1. Oops, I need my data in a certain order. This is the first thing I forget if I haven’t written any Perl code for a while: Perl hands hash data back in whatever order it feels like. When I’m writing my initial tests, I’m using smaller data sets (like maybe one or two hash “rows”) and I get lucky and my data’s in the sort order I want. Then I get some real data, and … “oh right!” I fix this by using an AoH instead, or storing (some of) the keys in a separate array (feels kludgy), and I suppose some day I will get around to trying one of the permutations of Tie::Hash.

2. I fail to provide a unique key for the hash. This is another one that doesn’t become apparent until I’m working with real data: a “random” small data sample has two unique identifiers, but when get a bigger data set I find out there’s actually five, and so on, and pretty soon I’ve got a HoH…oH that’s 17 levels deep. (I kid.) (Maybe.)

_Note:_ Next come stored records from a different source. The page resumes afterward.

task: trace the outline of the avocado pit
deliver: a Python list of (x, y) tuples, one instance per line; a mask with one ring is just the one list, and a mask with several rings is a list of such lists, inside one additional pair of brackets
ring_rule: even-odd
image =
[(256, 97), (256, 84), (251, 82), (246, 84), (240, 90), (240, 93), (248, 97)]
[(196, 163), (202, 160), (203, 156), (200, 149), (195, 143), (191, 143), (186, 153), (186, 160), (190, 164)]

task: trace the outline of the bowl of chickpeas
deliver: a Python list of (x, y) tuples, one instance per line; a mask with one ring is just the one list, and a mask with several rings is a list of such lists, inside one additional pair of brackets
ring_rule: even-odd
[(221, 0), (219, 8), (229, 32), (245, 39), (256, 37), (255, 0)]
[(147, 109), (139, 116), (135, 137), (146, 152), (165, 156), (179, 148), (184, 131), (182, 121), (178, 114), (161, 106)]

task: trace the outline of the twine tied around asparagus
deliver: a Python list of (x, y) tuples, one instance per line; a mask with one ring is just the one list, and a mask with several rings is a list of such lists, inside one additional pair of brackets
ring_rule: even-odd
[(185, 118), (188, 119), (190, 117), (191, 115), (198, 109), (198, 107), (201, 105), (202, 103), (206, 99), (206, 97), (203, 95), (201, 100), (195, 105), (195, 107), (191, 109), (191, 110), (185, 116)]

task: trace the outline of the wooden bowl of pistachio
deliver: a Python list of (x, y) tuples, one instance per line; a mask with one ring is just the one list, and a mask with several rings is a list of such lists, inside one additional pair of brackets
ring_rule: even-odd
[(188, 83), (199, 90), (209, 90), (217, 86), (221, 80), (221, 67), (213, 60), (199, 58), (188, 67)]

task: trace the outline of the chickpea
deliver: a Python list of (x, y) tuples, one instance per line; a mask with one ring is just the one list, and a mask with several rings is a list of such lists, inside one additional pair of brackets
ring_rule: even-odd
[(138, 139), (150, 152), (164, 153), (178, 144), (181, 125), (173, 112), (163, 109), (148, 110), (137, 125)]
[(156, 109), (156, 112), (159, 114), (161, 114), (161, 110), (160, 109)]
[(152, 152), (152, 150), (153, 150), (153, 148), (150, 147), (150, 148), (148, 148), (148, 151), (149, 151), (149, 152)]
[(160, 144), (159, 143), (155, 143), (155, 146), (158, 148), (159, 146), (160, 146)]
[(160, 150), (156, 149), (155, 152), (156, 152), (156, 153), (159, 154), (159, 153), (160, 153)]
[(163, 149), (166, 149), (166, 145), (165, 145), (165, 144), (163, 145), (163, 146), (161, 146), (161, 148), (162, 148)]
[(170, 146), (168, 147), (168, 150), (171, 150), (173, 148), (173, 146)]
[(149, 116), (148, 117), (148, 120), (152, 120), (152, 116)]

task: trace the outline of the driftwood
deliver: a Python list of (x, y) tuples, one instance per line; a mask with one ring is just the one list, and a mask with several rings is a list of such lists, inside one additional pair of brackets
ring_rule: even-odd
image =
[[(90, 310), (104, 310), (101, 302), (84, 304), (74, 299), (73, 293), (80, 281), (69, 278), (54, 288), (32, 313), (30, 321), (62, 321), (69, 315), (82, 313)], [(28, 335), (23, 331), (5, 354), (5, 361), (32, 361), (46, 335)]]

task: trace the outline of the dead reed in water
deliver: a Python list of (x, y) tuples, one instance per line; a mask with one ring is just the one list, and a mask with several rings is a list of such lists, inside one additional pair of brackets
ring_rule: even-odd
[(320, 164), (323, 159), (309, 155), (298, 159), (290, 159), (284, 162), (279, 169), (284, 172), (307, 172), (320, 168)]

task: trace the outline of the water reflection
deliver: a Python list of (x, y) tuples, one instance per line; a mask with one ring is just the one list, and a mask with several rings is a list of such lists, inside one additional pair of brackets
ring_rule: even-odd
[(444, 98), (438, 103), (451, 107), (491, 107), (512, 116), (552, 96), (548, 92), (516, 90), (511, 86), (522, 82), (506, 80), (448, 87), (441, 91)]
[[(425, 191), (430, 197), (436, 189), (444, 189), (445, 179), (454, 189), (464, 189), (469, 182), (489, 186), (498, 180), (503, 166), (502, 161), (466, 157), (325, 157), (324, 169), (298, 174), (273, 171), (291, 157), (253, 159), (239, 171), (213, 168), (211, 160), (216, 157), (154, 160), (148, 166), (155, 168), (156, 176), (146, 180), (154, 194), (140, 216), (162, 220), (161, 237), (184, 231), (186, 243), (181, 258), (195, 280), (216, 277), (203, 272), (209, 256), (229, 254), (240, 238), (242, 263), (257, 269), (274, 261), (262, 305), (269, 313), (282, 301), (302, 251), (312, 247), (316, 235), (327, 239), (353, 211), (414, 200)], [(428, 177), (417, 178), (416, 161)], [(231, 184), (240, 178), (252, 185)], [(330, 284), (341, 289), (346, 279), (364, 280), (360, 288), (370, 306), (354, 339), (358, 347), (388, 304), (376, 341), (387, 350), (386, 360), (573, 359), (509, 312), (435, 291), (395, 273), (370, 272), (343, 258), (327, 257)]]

3. The bane of my existence: typos in my hash keys. ‘use strict’ doesn’t protect from this. Writing tests helps[1], but they still occasionally slip through[2]. I troubleshoot with rigorous use of Data::Dumper::Simple and the debugger.



1 – Thank you, PDX.pm.
2 – My test for variable names: 3 months (6 months, a year) later, is it still obvious what this variable holds, and would I name it the same thing?